My co-founder Ross Thurston and I had worked together for years cleaning up a lot of hydrocarbon pollution across North America. A local pig farm in Alberta contacted us and needed help with this manure lagoon. We naively thought it was similar to cleaning up diesel. In the end, we had everyone in our company working on manure testing and sampling — the odours were intense. We realized manure is not just a North American problem. It’s everywhere. Every livestock farm on the planet does the same thing. So, it’s a huge market.
What was the hardest part of developing your technology?

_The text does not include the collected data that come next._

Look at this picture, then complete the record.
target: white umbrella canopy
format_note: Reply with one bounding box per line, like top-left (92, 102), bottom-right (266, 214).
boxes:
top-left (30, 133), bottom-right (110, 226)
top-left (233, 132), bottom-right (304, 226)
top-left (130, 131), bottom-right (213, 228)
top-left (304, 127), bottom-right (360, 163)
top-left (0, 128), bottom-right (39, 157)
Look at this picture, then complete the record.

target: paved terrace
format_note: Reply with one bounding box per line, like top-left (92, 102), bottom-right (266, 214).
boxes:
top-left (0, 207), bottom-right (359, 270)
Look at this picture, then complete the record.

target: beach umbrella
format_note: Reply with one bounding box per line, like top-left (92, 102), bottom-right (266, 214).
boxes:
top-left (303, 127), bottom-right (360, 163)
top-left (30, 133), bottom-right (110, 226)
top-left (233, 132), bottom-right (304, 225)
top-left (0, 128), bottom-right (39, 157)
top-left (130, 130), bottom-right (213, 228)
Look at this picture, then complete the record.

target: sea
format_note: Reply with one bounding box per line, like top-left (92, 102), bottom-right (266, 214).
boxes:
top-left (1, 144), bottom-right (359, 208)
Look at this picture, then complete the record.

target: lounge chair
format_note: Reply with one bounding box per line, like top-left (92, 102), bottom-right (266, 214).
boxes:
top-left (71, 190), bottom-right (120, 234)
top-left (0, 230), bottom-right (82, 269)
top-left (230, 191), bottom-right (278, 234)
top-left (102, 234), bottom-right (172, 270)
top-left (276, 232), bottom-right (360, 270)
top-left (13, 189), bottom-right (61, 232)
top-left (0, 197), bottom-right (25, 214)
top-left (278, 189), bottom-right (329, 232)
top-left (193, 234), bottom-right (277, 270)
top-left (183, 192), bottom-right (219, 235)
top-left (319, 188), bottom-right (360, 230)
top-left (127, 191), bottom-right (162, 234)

Taking a water treatment system that would be similar to something for a municipality and putting it on a farm to be operated by someone who isn’t in water treatment. We soon found out farmers didn’t want bells and whistles, they wanted something that was easy and would work all the time. We’re on version four of our technology as we’re scaling, which is a great place to be — you don’t want to be scaling with version one of your tech and have it not perform.
Your company was in business around a decade before it really started taking off. What piece of advice did you get that you’re glad you ignored now?
People said to stay in your lane — you don’t know agriculture. But you sometimes need to get outside your lane. Of course, we made mistakes around how you’d apply something on a farm versus how you’d apply it in a city. But I maintain that we learned everything from the farmers, and we were very receptive to everything they taught us. Sometimes it was blunt, but we took it as such a gift that people would give us feedback about where we were missing the mark.
You’re clearly an expert at seeing cash in trash. How do the rest of us break out of our throwaway lifestyles?
We can say we want about recycling and reuse, but if it costs more, we can be reluctant to do it. If we can create these value opportunities from plastics or food waste or manure, then it becomes easier to start moving forwards. Right now, we’re working on renewable natural gas that can be used seamlessly in natural gas pipelines. It’s molecule for molecule identical, so there aren’t a ton of new things that need to be learned to create that value. Bringing on something renewable or recyclable where we don’t have to put in a whole new infrastructure, that’s the kind of thing where we can create value. But I feel really bullish on the fact that the waste-to-value market is booming. We’ve never been busier.
How do you get amped up before a big meeting?
I’m a classic over-preparer. It’s really important that you bring the right energy when you’re talking about manure — we bring a sense of humour to everything we do. I also have a Spotify list to get in my zone. There’s lots of female-empowerment music on there.
This interview has been condensed and lightly edited for clarity.